An international meeting on Darfur ended on Monday with promises to support peace-keeping efforts and a political process to stop the violence in western Sudan but with few concrete steps.
The nations at the conference, which included major aid donors, the Group of Eight industrialized nations and Sudan’s ally China, offered few details of exactly how they hoped to end a conflict that has dragged on for more than four years.
‘We really must redouble our efforts, and I think that that was the spirit of today’s conference,’ US Secretary of State Condoleezza Rice told reporters.
She said Sudan must live up to its promise to accept a ‘hybrid’ force of more than 20,000 United Nations and African Union peace-keepers and accused the government in Khartoum of having repeatedly broken its word to end the violence.

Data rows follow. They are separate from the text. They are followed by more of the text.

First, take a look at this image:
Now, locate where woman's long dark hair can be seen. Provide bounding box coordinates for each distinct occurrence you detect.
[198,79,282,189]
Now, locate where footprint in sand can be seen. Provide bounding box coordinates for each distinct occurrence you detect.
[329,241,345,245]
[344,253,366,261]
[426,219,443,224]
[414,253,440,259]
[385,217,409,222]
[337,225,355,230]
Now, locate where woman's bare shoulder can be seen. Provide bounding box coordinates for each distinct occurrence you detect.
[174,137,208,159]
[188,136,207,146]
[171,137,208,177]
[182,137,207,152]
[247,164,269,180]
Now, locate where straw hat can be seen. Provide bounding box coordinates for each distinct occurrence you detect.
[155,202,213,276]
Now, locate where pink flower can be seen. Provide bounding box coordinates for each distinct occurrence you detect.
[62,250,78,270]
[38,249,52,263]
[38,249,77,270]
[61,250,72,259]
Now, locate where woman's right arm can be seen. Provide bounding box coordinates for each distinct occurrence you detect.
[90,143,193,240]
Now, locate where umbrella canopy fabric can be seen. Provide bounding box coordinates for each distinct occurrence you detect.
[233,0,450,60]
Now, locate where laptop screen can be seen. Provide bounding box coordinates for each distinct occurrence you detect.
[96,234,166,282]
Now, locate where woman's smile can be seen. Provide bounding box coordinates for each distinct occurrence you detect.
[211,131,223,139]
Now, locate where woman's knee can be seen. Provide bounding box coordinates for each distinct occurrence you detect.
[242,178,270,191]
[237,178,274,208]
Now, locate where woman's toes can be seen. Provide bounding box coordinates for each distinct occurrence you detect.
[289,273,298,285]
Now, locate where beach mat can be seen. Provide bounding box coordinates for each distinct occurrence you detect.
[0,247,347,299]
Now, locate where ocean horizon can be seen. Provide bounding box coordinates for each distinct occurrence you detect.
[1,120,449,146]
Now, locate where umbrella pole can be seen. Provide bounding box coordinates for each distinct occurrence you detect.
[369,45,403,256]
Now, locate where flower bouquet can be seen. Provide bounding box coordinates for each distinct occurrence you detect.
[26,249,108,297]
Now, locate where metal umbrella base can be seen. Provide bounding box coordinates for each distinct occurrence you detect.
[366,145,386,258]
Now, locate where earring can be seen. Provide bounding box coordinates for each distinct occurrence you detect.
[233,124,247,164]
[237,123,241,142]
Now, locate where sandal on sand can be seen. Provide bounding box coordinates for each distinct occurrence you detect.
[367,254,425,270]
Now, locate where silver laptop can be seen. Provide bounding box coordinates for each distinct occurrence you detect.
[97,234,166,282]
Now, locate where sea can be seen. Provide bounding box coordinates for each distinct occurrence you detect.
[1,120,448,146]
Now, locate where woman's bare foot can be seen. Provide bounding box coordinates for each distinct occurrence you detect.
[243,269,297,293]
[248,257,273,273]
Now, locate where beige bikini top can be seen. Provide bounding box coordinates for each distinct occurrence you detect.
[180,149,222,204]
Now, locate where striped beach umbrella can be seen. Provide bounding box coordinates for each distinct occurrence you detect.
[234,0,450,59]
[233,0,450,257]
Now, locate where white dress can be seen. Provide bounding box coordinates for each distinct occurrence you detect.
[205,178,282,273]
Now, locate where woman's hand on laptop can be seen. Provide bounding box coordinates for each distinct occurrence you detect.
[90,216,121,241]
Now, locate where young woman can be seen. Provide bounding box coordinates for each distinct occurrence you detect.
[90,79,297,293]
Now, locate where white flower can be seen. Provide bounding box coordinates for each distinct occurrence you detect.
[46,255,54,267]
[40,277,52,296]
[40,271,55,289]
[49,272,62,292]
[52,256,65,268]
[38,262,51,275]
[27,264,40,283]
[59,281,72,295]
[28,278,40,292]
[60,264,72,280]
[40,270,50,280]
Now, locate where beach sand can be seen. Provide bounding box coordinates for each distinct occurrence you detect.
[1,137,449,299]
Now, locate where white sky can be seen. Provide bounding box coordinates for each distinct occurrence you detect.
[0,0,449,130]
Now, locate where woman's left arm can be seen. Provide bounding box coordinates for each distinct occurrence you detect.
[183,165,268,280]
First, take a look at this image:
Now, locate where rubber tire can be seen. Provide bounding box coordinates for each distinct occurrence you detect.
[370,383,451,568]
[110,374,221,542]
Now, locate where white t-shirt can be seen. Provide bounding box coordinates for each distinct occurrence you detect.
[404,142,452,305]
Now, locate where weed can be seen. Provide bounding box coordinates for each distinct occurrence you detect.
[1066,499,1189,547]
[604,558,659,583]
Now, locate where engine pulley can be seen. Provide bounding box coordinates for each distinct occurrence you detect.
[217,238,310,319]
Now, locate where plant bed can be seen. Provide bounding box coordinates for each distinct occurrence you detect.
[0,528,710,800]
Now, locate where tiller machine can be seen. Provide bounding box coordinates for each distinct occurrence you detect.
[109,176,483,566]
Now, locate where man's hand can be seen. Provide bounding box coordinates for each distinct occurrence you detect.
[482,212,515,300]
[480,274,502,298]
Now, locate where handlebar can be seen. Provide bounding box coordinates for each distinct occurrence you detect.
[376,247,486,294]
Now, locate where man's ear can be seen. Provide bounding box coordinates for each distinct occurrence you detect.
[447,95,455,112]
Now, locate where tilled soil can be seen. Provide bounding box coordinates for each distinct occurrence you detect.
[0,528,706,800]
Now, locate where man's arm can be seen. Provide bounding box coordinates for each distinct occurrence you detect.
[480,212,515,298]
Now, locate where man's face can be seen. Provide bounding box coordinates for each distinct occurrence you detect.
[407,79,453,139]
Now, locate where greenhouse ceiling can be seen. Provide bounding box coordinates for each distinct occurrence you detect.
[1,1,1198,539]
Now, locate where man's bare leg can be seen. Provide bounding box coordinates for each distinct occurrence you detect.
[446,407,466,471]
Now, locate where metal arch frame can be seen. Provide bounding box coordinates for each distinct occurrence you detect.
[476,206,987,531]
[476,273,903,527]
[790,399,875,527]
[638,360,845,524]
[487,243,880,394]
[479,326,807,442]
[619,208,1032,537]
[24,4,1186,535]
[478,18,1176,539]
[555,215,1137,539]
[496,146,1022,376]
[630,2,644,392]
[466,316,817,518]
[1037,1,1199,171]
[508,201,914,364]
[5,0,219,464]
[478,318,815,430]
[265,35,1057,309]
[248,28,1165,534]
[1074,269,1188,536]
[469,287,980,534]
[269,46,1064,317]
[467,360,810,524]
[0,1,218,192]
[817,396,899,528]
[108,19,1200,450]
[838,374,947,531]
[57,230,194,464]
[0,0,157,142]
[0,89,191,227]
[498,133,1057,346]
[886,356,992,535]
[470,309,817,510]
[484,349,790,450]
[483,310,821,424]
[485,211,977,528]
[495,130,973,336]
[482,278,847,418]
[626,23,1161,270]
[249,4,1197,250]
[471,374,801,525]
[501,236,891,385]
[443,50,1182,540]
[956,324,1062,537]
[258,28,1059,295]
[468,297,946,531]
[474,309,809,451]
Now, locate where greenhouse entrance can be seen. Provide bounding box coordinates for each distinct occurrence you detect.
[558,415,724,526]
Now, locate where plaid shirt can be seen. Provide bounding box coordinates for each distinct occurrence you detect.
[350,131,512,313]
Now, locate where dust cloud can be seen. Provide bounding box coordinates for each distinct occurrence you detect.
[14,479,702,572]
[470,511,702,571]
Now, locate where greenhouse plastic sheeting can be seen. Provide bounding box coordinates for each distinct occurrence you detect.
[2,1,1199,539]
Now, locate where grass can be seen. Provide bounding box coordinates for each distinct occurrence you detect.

Rice also said Khartoum must face ‘consequences’ -- code for new UN sanctions -- if it failed to allow the force in.
French Foreign Minister Bernard Kouchner, who convened the conference, stressed the importance of finding a political solution, saying: ‘There will be no humanitarian solution to this conflict. We were talking about politics.’
Kouchner backed an U.N.-AU mediation initiative that aims to have all parties to the dispute ready to begin talks around August.
China, which buys oil from Sudan and has been reluctant to press it in public over Darfur, said Khartoum was ready to take part.
‘I met with (Sudanese President Omar Hassan) Al Bashir in Sudan. He told me that the Sudanese government actually is ready to come to the negotiating table, at any time, in any place,’ China’s special envoy Liu Guijin told reporters.